Retail Tracking Systems

Table of contents

Retail Tracking Systems Retail Pro or MicroStrategy?

Retail Pro is Business Intelligence software that enables retail store owners to customize a “Point-of-Sale” (POS) method of retailing. The key feature of this software is the ability to create multiple revenues of sales inside one store. The software allows employees to select from an array of add-on modules to run a retail establishment using strategic planning and undergoing the various tasks involved operating a retail establishment.

Retail Pro is flexible, easy to use, and accommodates small businesses to large corporations by increasing retention and customer satisfaction by creating the “better client experience”. (Retail Pro International, 2010)

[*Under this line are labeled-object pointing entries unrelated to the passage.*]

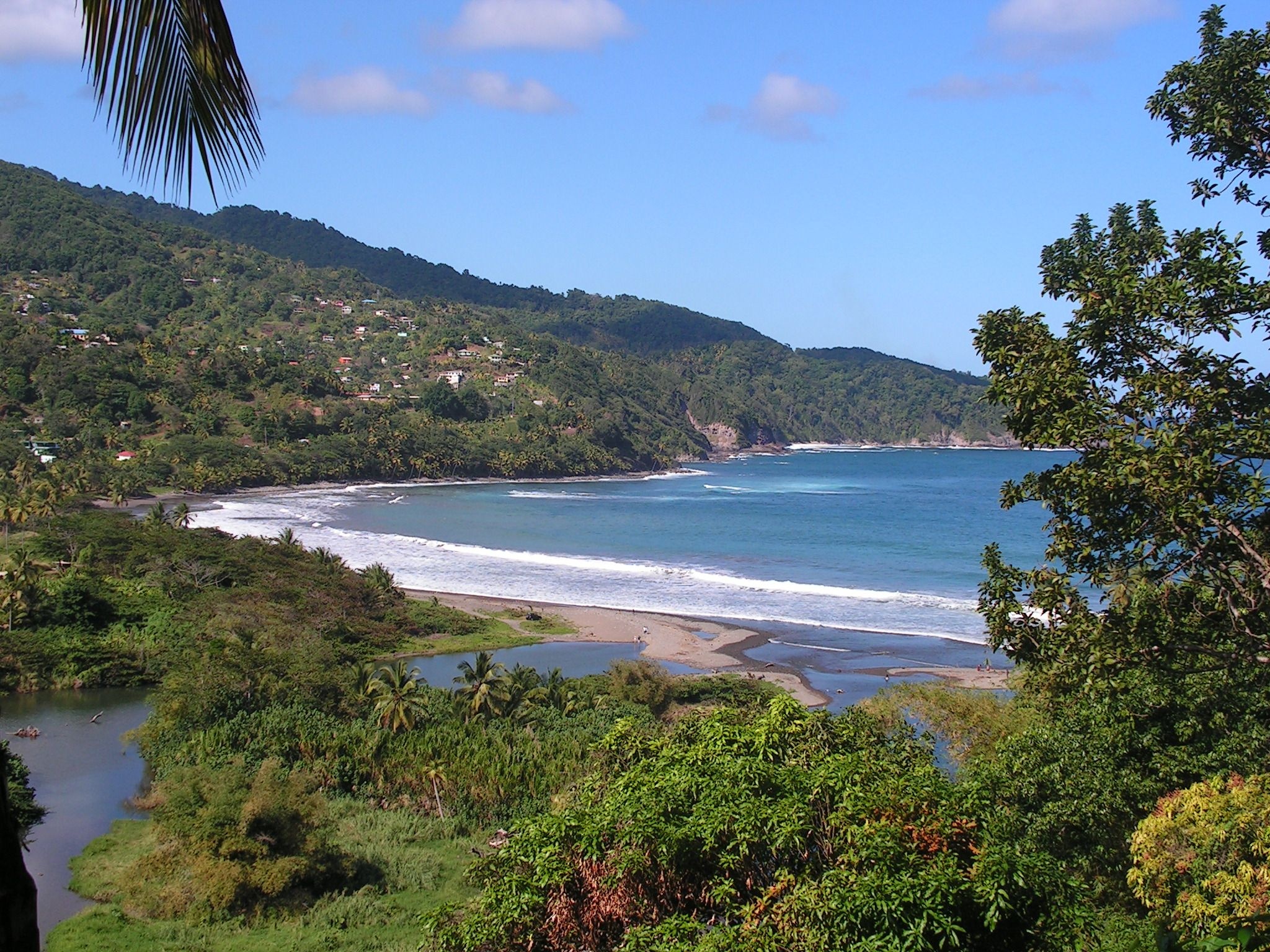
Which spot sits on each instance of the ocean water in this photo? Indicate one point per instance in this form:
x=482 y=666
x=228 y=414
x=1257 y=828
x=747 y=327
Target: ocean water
x=826 y=546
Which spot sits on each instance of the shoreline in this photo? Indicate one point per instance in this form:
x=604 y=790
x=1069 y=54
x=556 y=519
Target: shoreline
x=672 y=638
x=682 y=469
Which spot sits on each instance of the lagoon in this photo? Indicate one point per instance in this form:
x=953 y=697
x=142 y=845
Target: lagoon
x=84 y=775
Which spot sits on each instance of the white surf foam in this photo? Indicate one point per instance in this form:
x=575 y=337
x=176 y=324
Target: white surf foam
x=609 y=583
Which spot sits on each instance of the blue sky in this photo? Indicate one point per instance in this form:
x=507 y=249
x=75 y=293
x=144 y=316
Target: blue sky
x=830 y=173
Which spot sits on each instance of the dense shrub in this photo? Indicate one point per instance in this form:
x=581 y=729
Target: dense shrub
x=1202 y=860
x=235 y=840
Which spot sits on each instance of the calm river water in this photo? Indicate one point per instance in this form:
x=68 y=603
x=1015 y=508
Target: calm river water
x=83 y=775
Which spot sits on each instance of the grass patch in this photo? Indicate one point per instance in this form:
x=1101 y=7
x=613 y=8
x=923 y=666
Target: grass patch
x=422 y=861
x=95 y=873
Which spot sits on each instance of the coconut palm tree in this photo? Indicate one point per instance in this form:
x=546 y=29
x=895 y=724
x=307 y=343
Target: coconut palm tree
x=487 y=687
x=20 y=578
x=380 y=580
x=13 y=512
x=156 y=516
x=180 y=516
x=556 y=692
x=435 y=772
x=171 y=82
x=398 y=700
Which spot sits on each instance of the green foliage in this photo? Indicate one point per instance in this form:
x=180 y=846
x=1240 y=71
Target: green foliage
x=236 y=842
x=1145 y=635
x=395 y=694
x=1165 y=508
x=969 y=723
x=22 y=799
x=415 y=863
x=220 y=366
x=1219 y=103
x=1202 y=860
x=786 y=829
x=644 y=683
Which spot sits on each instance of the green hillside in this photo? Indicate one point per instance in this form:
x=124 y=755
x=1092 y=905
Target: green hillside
x=613 y=323
x=218 y=364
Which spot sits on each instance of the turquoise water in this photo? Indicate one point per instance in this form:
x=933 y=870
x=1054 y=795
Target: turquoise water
x=824 y=545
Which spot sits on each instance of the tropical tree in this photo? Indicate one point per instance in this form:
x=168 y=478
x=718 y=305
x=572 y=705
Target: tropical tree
x=380 y=580
x=329 y=559
x=557 y=694
x=180 y=516
x=1166 y=509
x=13 y=512
x=398 y=700
x=780 y=829
x=156 y=516
x=436 y=775
x=18 y=587
x=171 y=82
x=486 y=690
x=365 y=679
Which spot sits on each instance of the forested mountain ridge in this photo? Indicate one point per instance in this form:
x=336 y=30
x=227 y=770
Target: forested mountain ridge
x=623 y=323
x=221 y=364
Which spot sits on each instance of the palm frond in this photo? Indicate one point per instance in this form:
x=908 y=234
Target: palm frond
x=171 y=82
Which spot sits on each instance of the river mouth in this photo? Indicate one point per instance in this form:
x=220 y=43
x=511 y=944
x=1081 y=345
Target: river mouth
x=84 y=775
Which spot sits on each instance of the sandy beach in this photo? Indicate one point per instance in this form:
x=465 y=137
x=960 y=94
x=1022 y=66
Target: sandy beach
x=675 y=639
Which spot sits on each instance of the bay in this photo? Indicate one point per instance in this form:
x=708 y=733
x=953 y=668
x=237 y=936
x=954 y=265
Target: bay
x=832 y=541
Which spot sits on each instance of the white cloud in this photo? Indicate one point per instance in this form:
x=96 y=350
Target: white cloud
x=40 y=30
x=538 y=24
x=368 y=92
x=1052 y=31
x=1009 y=84
x=497 y=92
x=781 y=107
x=1078 y=17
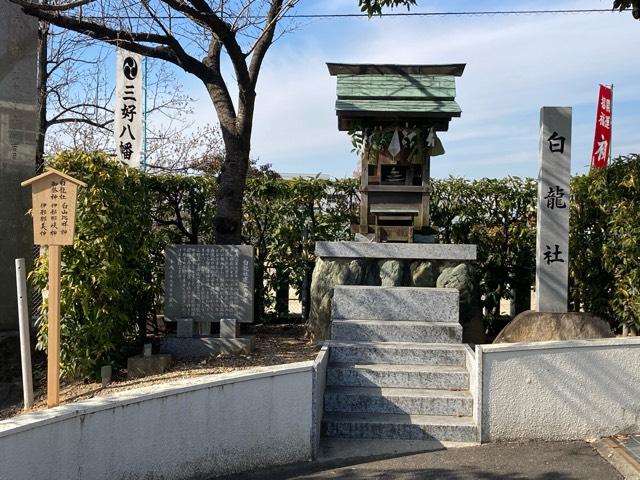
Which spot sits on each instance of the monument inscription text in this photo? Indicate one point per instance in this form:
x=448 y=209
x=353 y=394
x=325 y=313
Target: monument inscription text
x=208 y=283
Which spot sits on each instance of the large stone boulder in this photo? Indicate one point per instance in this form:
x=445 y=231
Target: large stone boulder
x=326 y=275
x=461 y=276
x=531 y=326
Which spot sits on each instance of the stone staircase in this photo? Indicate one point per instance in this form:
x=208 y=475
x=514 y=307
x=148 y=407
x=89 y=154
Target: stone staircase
x=397 y=366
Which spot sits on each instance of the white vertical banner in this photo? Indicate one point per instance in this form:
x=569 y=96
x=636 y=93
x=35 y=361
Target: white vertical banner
x=552 y=245
x=128 y=115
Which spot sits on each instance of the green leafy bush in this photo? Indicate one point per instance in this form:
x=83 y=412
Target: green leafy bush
x=112 y=276
x=107 y=275
x=604 y=248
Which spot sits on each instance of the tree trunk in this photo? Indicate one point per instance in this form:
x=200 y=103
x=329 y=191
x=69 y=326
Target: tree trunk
x=231 y=184
x=43 y=37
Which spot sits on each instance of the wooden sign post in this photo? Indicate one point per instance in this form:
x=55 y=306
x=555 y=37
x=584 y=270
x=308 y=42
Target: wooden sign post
x=53 y=196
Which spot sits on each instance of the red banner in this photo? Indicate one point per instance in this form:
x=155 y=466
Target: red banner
x=602 y=141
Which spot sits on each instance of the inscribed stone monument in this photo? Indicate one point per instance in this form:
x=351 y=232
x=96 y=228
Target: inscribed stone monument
x=552 y=244
x=208 y=283
x=18 y=121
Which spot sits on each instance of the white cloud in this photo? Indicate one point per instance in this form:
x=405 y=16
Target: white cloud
x=515 y=65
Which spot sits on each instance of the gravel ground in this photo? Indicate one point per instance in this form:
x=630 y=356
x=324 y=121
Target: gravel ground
x=275 y=344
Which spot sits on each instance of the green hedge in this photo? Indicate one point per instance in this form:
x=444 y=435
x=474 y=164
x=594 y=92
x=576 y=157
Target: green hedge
x=112 y=275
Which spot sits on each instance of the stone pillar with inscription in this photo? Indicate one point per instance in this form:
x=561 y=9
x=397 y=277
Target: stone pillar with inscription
x=552 y=244
x=18 y=123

Retail Pro Software Features

  • Software infrastructure
  • Point of Sale and Store Operations
  • Merchandising
  • Central Customer Management
  • Central Returns Management
  • Oracle Database Engine

This software creates very flexible reporting of business data you need at the time you need it. The POS and back office has extensive capabilities creating a work flow customized upon the needs of your business such as inventory management, purchase ordering, integration with payment solutions, store replenishment, receiving, and employee management. Retail Pro is perfect for businesses starting out small and grows as the business grows. There are several modules that are centrally focused on what types of products you sell in your retail establishment. Some of these modules are as listed:

  • Gifts and Toy Solutions Hard Goods Solutions
  • Home Furnishing Solutions
  • Specialty Apparel Solutions
  • Jewelry Solutions

Each of these modules specialize in helping keep track of inventory, merchandising, customer management using role-specific dashboards capable of period to period analysis and reporting to improve business, store performance, and profit margins. The advantages of its Business Intelligence is that it saves time and money, improves profit margins, increases business and store performance, and maximizes returns on existing data sources. Retail Pro International, 2010) MicroStrategy is Business Intelligence Software for retail tracking systems in the palm of your hand. It’s the Mobile Business Intelligence that applies iPad as a business tool. You can access dashboards to create brilliant business analysis and reports any time, any where. Besides having extraordinary displays for data, MicroStrategy includes the following features:

  • Unlimited data analysis
  • Data mining
  • Forecasting
  • Operations Management
  • Executive decision making

MicroStrategy’s mobile iPhone and iPad views videos on YouTube and views Podcasts in iTunes. This mobile retail tracking system even comes with a free custom dashboard. The Business Intelligence Architecture is low in cost for ownership and delivers high performance and sophisticated analytics. If you are interested in Beta Programs, there are options one can participate. The following is what is included in MicroStrategy’s business applications:

  • Mobile Business Intelligence Financial Analysis
  • HR Analytics
  • Supply Chain Analytics
  • Sales Analytics
  • CRM
  • Balanced Scoreboard

MicroStrategy is World Class Business Intelligence for all your business needs. It is very user friendly migrating from departmental Business Intelligence to enterprise Business Intelligence. MicroStrategy can develop and deploy department Business Intelligence applications quickly and deliver enterprise Business Intelligence with higher performance and efficiency. (MicroStrategy, 2010)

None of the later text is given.